So I'm in my last year of high school and in 7 weeks time it'll be the end of school. I've been applying to sixth forms and I found out this other girl who I've spoken to a few times has got into the same place as me. I thought maybe we should be friends.
She said she was really happy that we were both in, she found out first that she had a place and when I told her I had a place too, she hugged me, I wasn't expecting it so it scared me.
I spoke to her on Facebook and asked her for her phone number, we began texting and I think I came on too strong, I actually asked her to be my friend.. I shouldn't have done that, right? I messaged her 3 days running about the college we were both in. So I must have come across a bit obsessive too.

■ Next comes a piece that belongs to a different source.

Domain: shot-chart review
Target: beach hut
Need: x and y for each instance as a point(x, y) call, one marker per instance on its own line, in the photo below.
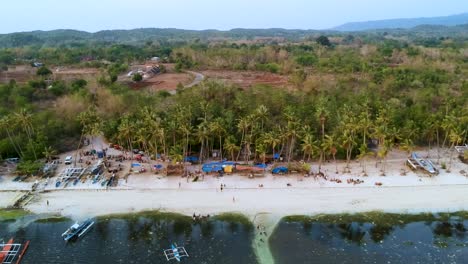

I've actually deleted her number now to stop myself talking to her.
I asked if she's want to meet up outside of school and she said it sounded good. But I don't know if she's just feeling sorry for me.
I haven't made a new friend for the past 3 years so not only am I naturally not good at it, I haven't made a friend in ages.
She's said that I'm weird but she said she doesn't mind. I've apologised to her for being over the top but she said it was okay and I had no reason to apologise. Yet I know she must find me a bit of a pest, and I'm getting paranoid about coming on too strong.
How can I become friends with her without having to admit my Aspergers? Or would mentioning it help with the situation?